Unfortunately, that’s not always what happens around the dinner table anymore. Some people have become so hard-wired into their political identities that every discussion feels like a loyalty test. Questioning a policy suddenly becomes an attack on the tribe – or cult, depending on how you see it. Asking for clarification becomes immediate proof that you’re uninformed. Offering a different perspective becomes evidence that you’ve been misled. The conversation stops being about ideas and starts becoming about defending a team.
That’s the difference between a conversation and a debate. A conversation is an exploration. The goal is understanding. A debate is a competition. The goal is victory. Both have value in the right setting, but problems arise when people think they’re having one while participating in the other.

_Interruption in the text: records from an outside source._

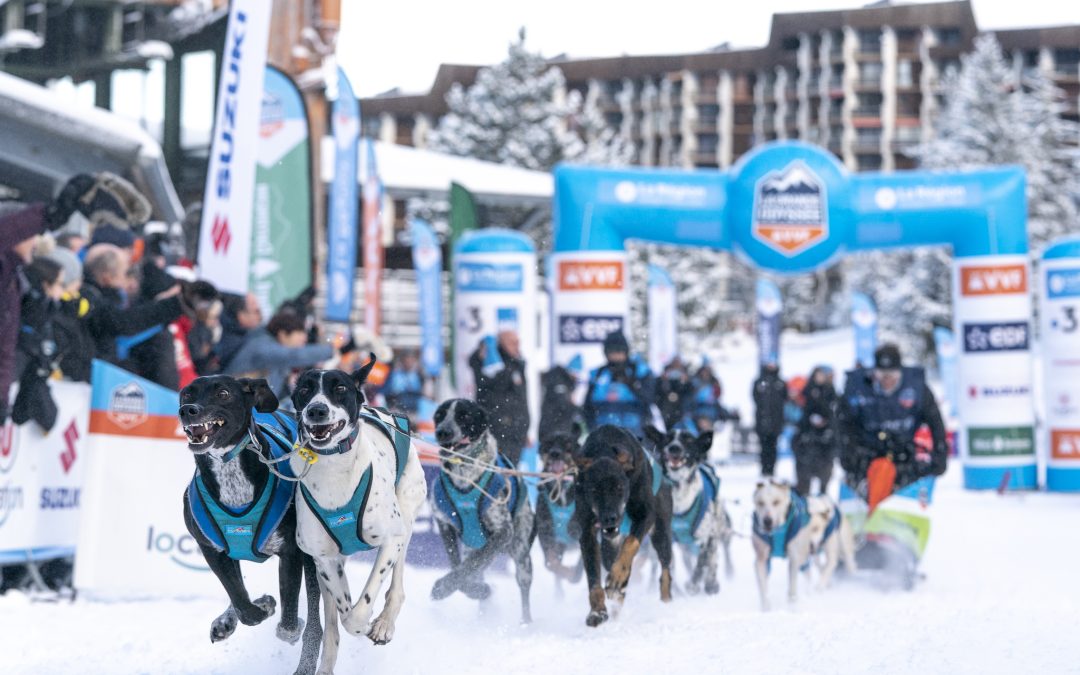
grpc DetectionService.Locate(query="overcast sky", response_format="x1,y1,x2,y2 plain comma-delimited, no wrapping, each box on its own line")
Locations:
338,0,1080,96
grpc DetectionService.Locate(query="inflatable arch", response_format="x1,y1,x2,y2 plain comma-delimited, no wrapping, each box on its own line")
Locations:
549,143,1038,489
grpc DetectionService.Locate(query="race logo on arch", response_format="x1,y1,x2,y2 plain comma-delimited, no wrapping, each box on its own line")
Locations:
752,160,828,257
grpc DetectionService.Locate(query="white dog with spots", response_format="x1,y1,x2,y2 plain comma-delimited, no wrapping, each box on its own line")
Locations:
291,362,428,673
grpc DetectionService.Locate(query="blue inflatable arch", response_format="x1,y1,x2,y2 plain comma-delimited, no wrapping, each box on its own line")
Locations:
549,143,1037,488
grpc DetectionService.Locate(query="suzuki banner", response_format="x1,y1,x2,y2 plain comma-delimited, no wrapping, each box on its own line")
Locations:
248,67,311,316
0,381,90,565
1039,239,1080,491
648,265,678,373
755,279,784,365
326,68,360,323
409,220,443,377
198,0,271,294
851,293,877,368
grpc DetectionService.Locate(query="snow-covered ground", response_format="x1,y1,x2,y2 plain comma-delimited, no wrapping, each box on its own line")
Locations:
0,457,1080,675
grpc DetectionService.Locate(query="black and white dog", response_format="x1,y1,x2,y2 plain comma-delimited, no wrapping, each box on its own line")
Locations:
431,399,536,623
645,426,732,595
179,375,322,674
291,354,428,672
573,424,672,626
536,432,584,589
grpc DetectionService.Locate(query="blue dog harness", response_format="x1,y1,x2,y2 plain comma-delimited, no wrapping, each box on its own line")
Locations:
754,490,810,557
300,408,411,555
188,413,296,563
672,464,720,553
434,455,522,549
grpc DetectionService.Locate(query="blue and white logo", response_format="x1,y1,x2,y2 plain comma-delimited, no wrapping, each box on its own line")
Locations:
457,262,525,293
963,321,1028,352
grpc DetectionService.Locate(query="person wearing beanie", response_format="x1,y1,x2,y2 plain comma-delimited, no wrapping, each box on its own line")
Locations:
583,330,657,440
838,343,948,496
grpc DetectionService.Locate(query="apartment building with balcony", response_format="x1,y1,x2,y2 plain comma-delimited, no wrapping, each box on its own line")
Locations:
361,1,1080,171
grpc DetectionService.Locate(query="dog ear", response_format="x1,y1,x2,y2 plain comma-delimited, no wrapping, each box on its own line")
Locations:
645,424,664,447
237,377,278,413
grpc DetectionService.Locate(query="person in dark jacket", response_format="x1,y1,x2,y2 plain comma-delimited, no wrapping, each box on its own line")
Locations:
753,363,787,476
584,330,657,440
792,366,837,497
469,330,529,465
838,343,948,488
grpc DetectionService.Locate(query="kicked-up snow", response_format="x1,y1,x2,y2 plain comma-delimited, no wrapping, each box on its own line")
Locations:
0,463,1080,675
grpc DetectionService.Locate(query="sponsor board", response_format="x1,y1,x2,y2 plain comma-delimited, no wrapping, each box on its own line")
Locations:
963,321,1029,352
968,427,1035,457
751,161,828,256
1050,429,1080,460
960,262,1027,297
558,314,623,345
558,260,624,291
457,261,525,293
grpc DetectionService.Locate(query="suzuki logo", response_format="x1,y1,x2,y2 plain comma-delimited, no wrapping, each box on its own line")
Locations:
210,216,232,255
960,264,1027,296
60,420,79,473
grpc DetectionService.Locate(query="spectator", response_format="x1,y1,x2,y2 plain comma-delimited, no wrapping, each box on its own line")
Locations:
469,330,529,467
584,330,657,438
753,363,787,477
382,351,423,418
224,310,341,403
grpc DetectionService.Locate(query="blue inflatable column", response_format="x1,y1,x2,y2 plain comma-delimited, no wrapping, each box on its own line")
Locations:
1039,239,1080,492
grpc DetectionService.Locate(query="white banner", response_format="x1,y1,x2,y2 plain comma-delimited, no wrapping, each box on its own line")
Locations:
0,382,90,564
199,0,271,294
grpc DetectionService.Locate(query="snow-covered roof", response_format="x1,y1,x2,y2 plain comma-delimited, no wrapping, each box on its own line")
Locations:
359,141,554,202
0,72,184,221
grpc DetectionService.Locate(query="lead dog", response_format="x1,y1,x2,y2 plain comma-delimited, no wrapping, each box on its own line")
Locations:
807,495,856,589
573,424,672,626
754,481,810,610
291,354,427,672
645,426,732,595
179,375,322,674
431,399,536,623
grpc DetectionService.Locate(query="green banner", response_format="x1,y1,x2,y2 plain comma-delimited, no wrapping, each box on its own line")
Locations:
968,427,1035,457
248,67,311,319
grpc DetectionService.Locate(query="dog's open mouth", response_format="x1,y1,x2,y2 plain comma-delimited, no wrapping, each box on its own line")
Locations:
184,418,225,445
305,420,345,443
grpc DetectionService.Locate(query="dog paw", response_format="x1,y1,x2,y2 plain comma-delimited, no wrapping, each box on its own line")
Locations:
210,607,238,643
585,609,608,629
367,617,394,645
237,595,278,625
276,617,303,645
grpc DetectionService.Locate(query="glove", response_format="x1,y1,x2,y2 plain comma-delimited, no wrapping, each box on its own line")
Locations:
45,172,151,230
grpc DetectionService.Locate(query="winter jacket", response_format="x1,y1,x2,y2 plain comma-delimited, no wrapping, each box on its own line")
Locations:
0,204,45,421
224,328,334,401
469,348,529,448
754,370,787,436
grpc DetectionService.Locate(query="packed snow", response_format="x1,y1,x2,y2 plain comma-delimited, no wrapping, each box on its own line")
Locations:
0,455,1080,675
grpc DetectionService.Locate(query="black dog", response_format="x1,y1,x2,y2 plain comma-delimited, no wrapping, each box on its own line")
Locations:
536,433,584,582
431,399,536,623
179,375,322,673
573,424,672,626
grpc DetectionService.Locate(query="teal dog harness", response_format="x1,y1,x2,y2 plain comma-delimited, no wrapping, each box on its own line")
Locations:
187,413,296,563
300,408,411,555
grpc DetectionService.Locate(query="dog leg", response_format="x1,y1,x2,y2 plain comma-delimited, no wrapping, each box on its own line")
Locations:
294,553,323,675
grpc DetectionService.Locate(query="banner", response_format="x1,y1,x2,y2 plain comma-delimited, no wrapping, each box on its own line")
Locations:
326,68,360,323
248,67,311,316
934,326,960,417
851,293,877,368
364,138,384,335
409,220,443,377
755,279,784,365
647,265,678,373
199,0,271,294
0,381,90,565
1039,239,1080,492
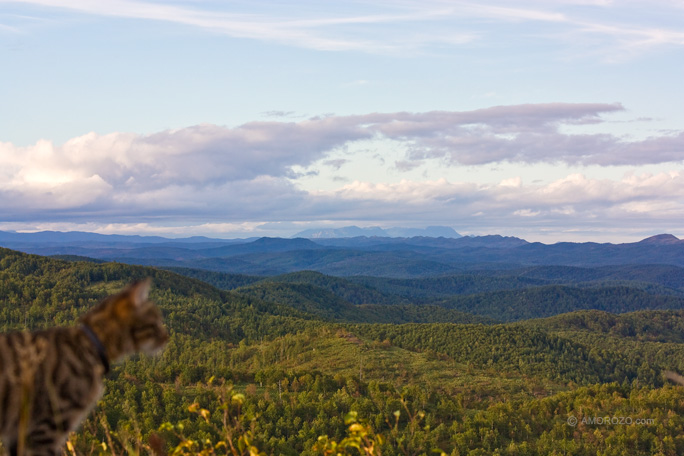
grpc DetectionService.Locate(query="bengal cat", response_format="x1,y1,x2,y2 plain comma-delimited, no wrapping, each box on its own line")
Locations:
0,279,169,456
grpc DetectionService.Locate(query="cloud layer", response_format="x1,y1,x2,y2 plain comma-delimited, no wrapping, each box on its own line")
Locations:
0,103,684,239
6,0,684,57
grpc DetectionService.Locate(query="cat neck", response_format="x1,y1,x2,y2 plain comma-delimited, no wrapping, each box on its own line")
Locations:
81,324,109,375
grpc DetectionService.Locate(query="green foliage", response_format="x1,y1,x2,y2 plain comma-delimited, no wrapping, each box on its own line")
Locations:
0,249,684,456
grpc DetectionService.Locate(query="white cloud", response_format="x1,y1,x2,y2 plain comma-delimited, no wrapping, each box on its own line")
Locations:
9,0,684,56
0,104,684,239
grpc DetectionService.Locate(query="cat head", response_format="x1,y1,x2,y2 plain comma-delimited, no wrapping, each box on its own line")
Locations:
81,279,169,360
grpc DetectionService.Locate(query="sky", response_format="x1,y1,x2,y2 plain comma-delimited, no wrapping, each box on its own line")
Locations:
0,0,684,243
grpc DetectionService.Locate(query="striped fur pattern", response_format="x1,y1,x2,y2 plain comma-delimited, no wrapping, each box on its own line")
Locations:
0,280,168,456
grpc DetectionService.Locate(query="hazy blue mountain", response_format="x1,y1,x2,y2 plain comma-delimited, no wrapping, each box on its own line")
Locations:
0,232,684,276
294,226,461,239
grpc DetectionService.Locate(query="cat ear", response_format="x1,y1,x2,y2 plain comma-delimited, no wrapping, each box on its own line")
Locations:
130,277,152,306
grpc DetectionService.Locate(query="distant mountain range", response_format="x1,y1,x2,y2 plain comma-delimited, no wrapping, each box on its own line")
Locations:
0,232,684,278
293,226,462,239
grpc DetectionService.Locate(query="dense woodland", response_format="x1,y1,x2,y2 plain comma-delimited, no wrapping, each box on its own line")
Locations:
0,249,684,455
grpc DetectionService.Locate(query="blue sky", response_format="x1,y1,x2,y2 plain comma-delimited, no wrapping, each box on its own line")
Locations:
0,0,684,242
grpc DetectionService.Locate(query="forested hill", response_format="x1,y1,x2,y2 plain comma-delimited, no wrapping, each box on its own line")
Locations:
0,232,684,278
0,249,684,456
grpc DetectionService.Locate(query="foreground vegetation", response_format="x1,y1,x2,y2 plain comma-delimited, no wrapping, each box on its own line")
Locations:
0,249,684,455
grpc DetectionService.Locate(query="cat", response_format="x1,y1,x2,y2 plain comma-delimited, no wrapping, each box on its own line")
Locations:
0,279,169,456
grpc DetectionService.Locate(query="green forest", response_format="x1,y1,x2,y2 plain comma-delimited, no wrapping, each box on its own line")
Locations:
0,248,684,455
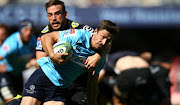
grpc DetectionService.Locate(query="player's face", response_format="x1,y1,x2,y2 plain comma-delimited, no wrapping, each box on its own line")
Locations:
0,28,7,45
91,29,113,50
21,27,33,43
47,5,67,30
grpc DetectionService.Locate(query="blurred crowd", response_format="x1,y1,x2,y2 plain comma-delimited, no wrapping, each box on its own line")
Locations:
0,20,177,105
0,0,180,105
0,0,180,8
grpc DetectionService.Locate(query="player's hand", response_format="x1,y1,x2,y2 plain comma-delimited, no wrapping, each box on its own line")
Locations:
50,53,68,65
85,53,101,71
26,58,36,69
0,63,8,73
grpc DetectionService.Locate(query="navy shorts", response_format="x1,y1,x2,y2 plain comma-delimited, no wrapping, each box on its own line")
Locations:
23,69,67,102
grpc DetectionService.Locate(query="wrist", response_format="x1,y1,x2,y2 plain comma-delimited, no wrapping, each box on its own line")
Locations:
49,53,54,59
94,53,102,59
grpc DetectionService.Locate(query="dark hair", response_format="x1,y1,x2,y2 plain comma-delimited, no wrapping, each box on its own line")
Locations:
97,20,119,36
0,24,9,35
45,0,66,13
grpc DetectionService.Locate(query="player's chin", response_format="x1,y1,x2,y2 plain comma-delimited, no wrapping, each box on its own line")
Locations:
52,25,61,31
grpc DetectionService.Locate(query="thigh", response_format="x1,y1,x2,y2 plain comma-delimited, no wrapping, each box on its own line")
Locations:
65,85,87,105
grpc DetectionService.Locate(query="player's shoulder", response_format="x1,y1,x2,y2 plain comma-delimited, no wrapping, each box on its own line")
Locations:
40,25,50,35
5,31,20,42
68,20,94,32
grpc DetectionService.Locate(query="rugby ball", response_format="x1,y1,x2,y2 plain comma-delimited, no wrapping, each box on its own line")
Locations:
53,42,73,60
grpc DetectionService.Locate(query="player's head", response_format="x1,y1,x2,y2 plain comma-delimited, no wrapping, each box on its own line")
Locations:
91,20,119,50
0,24,9,46
19,20,33,43
45,0,67,30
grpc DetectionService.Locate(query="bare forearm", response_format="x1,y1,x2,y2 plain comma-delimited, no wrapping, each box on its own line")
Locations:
87,72,98,105
98,43,112,58
35,51,47,69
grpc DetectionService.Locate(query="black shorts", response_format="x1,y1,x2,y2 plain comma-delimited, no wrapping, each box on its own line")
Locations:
0,73,12,88
23,69,67,102
65,72,88,105
116,68,152,105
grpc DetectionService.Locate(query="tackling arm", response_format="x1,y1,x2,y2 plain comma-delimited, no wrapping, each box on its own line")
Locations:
41,32,68,64
87,71,98,105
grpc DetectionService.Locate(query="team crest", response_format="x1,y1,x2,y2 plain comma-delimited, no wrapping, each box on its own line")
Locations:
63,29,75,37
71,21,79,28
41,25,49,33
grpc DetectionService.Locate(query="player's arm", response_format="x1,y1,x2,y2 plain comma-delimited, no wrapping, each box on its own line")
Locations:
35,51,47,69
85,43,111,70
41,32,68,64
87,71,98,105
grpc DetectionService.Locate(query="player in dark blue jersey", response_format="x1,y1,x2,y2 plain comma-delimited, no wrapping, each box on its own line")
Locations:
21,20,118,105
0,20,36,104
36,0,110,105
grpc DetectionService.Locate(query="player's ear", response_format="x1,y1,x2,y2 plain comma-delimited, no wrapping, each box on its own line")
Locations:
94,28,98,33
65,11,68,18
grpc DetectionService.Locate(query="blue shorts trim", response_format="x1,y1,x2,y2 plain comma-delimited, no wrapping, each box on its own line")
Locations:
23,68,67,102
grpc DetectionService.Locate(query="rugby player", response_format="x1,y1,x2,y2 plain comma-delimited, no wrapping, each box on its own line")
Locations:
0,20,36,103
36,0,111,105
21,20,119,105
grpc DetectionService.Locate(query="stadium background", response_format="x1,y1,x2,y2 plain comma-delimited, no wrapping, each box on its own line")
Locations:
0,0,180,104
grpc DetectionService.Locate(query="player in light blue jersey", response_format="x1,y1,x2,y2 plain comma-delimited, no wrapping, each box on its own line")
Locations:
0,20,36,101
21,20,118,105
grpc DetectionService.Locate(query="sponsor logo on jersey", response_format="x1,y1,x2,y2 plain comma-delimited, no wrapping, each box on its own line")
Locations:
63,29,75,37
26,85,36,94
3,44,9,52
71,21,79,28
71,56,86,67
36,37,42,50
41,25,49,33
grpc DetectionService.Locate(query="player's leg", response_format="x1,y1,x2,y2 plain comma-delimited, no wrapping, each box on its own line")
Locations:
0,73,15,104
20,69,48,105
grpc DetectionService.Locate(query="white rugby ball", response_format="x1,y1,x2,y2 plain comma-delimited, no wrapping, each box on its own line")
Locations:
53,42,73,60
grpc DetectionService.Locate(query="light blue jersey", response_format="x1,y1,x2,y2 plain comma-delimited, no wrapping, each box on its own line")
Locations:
0,32,36,72
37,29,106,88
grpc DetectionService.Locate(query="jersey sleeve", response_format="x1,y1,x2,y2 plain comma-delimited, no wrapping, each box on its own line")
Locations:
59,29,84,45
95,56,106,75
36,25,50,52
0,35,17,58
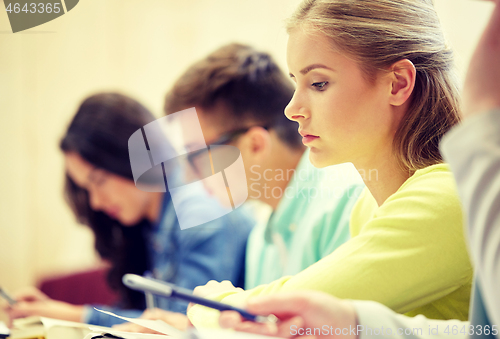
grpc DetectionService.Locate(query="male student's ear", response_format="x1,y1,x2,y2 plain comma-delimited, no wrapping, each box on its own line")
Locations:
236,126,271,163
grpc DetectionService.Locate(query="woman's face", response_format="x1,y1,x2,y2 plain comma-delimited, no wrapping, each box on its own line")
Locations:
285,29,399,168
65,152,151,226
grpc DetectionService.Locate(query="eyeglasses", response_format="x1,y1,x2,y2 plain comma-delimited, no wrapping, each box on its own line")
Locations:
87,167,108,188
187,125,271,178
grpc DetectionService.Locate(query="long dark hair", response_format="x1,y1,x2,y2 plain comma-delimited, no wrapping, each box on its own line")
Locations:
60,93,155,309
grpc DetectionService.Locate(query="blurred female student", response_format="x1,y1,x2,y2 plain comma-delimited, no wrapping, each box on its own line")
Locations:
4,93,253,326
188,0,472,326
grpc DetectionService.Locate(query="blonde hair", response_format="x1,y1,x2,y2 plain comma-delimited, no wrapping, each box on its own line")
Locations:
287,0,460,172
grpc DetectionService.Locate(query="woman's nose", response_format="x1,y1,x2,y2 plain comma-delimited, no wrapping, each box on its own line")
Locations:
285,90,309,122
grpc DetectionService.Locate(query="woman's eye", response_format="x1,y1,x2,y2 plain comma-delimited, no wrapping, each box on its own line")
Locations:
311,81,328,91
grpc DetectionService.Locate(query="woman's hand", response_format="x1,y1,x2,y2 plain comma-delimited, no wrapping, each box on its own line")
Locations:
188,280,243,311
219,291,357,339
4,287,83,323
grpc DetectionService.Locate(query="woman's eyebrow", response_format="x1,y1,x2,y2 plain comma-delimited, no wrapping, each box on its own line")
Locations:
288,64,335,78
300,64,335,75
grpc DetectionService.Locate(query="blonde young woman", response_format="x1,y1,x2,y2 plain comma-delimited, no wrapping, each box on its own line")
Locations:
188,0,472,326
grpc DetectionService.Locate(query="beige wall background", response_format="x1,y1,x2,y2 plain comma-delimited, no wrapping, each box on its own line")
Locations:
0,0,493,290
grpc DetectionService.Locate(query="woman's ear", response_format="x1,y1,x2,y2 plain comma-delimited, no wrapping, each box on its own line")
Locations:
390,59,417,106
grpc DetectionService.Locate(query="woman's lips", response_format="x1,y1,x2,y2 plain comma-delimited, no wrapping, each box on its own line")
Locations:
302,135,319,145
106,207,120,219
299,131,319,145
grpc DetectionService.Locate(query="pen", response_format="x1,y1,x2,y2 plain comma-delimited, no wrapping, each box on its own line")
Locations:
122,274,278,323
144,271,155,309
0,287,17,305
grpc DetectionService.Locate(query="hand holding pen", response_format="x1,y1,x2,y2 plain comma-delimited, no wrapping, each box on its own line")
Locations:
123,274,277,323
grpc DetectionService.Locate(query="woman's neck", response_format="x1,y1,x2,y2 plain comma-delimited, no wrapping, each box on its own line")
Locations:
146,192,164,223
356,152,411,206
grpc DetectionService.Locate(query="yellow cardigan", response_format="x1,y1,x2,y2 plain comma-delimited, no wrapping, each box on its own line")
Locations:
188,164,472,327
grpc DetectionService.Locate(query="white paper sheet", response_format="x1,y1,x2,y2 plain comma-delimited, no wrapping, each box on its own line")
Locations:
95,308,185,338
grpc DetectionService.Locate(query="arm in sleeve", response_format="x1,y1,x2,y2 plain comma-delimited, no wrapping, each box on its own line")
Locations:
441,109,500,325
189,171,472,326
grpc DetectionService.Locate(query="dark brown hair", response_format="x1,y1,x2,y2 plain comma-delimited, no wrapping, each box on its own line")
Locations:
165,43,304,148
60,93,158,309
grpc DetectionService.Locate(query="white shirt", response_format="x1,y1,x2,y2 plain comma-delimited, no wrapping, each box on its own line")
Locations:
354,108,500,339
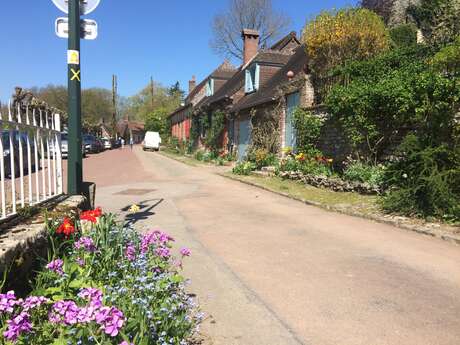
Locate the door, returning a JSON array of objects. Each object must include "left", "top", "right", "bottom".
[
  {"left": 238, "top": 120, "right": 251, "bottom": 161},
  {"left": 284, "top": 92, "right": 300, "bottom": 148}
]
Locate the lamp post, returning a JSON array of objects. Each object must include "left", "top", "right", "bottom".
[{"left": 67, "top": 0, "right": 83, "bottom": 195}]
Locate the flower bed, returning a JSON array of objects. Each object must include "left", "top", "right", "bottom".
[{"left": 0, "top": 209, "right": 201, "bottom": 345}]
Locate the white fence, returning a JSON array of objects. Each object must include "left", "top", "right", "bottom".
[{"left": 0, "top": 102, "right": 63, "bottom": 221}]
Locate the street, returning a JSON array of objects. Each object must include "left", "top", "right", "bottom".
[{"left": 84, "top": 147, "right": 460, "bottom": 345}]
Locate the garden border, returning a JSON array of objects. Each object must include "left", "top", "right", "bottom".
[{"left": 216, "top": 172, "right": 460, "bottom": 245}]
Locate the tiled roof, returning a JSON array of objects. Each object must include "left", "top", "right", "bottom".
[
  {"left": 271, "top": 31, "right": 300, "bottom": 50},
  {"left": 232, "top": 46, "right": 307, "bottom": 111}
]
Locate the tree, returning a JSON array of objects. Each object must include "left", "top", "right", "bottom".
[
  {"left": 210, "top": 0, "right": 290, "bottom": 59},
  {"left": 361, "top": 0, "right": 395, "bottom": 24},
  {"left": 407, "top": 0, "right": 460, "bottom": 45},
  {"left": 303, "top": 8, "right": 390, "bottom": 79}
]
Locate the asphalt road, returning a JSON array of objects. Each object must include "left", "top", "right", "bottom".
[{"left": 85, "top": 148, "right": 460, "bottom": 345}]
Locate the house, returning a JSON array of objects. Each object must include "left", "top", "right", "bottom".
[
  {"left": 169, "top": 61, "right": 236, "bottom": 141},
  {"left": 117, "top": 120, "right": 145, "bottom": 144},
  {"left": 193, "top": 30, "right": 300, "bottom": 158}
]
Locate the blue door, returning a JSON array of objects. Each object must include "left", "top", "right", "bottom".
[
  {"left": 284, "top": 92, "right": 300, "bottom": 148},
  {"left": 238, "top": 120, "right": 251, "bottom": 161}
]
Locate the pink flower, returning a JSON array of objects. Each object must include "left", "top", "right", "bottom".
[
  {"left": 46, "top": 259, "right": 64, "bottom": 276},
  {"left": 125, "top": 243, "right": 136, "bottom": 261},
  {"left": 78, "top": 288, "right": 102, "bottom": 308},
  {"left": 3, "top": 312, "right": 32, "bottom": 342},
  {"left": 96, "top": 307, "right": 125, "bottom": 337},
  {"left": 0, "top": 291, "right": 22, "bottom": 315},
  {"left": 180, "top": 248, "right": 192, "bottom": 256},
  {"left": 22, "top": 296, "right": 50, "bottom": 311},
  {"left": 75, "top": 237, "right": 96, "bottom": 253}
]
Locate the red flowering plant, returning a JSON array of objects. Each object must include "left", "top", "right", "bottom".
[{"left": 80, "top": 207, "right": 102, "bottom": 233}]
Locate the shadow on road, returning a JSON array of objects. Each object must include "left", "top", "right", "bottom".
[{"left": 121, "top": 198, "right": 164, "bottom": 226}]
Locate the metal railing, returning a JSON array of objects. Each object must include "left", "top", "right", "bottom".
[{"left": 0, "top": 101, "right": 63, "bottom": 221}]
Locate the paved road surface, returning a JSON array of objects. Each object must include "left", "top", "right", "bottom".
[{"left": 85, "top": 148, "right": 460, "bottom": 345}]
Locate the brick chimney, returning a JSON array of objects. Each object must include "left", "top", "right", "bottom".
[
  {"left": 242, "top": 29, "right": 260, "bottom": 65},
  {"left": 188, "top": 76, "right": 196, "bottom": 93}
]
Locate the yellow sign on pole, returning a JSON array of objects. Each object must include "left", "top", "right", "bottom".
[{"left": 67, "top": 50, "right": 80, "bottom": 65}]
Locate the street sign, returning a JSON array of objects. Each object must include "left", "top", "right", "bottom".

I’ve watched it happen countless times. Someone mentions a news story. Another person responds with an opinion. A third person offers a different interpretation. At first, everyone is simply exchanging thoughts. Then someone decides that understanding isn’t enough. Someone begins trying to prove another person wrong. The shift is subtle but unmistakable.
Questions disappear. Statements become sharper. Opinions are tossed in as facts, lobbed like verbal hand grenades. Listening becomes, well, nonexistent. Instead of learning something, people prepare rebuttals. Rather than consider another perspective, they look for weaknesses to exploit. The discussion has transformed from a conversation into a debate.
If no one recognizes what’s happening, the debate quickly deteriorates into an argument. That’s when voices rise, and interruptions begin. People assign motives rather than address ideas. You’ve probably heard the phrases before. “You only think that because…” or “You’re just saying that because…” Once those words enter the discussion, the original topic has pretty much vanished. The focus becomes defending pride, identity, and ego.
The irony is that arguments rarely – more like never – change minds but usually accomplish the opposite. The harder people push, the more firmly others cling to their existing beliefs. Nobody wants to feel cornered, embarrassed, or dismissed. Even when valid points are being made, they’re lost beneath the emotional weight of the conflict.
Some of the best conversations I’ve ever had ended with complete disagreement. Nobody switched sides. Nobody waved a white flag. Nobody declared victory. Yet both people walked away with a better understanding of how the other saw the world. That’s not failure. That’s success.
Understanding doesn’t require agreement. It doesn’t require compromise on deeply held principles. It simply requires that we recognize that intelligent people can reach different conclusions based on their experience. When we approach disagreement with curiosity instead of combativeness, we create opportunities to learn something new.
Communities depend on that ability. Families depend on it even more. If every disagreement becomes a contest, relationships eventually become casualties. People stop talking. Gatherings become tense. Entire subjects become off-limits because nobody trusts anyone else to listen.
The older I get, the less interested I am in winning debates. Winning is temporary. The satisfaction lasts about as long as the next disagreement. Understanding, however, has lasting value. It strengthens relationships, broadens perspectives, and creates opportunities for cooperation even when agreement remains impossible.
Disagreement is healthy. But what we need are fewer debates disguised as conversations. One builds bridges while the other draws battle lines. In the end, conversations create the possibility of resolution because people are working toward understanding. Debates create division because people are working toward victory. That’s a difference worth remembering.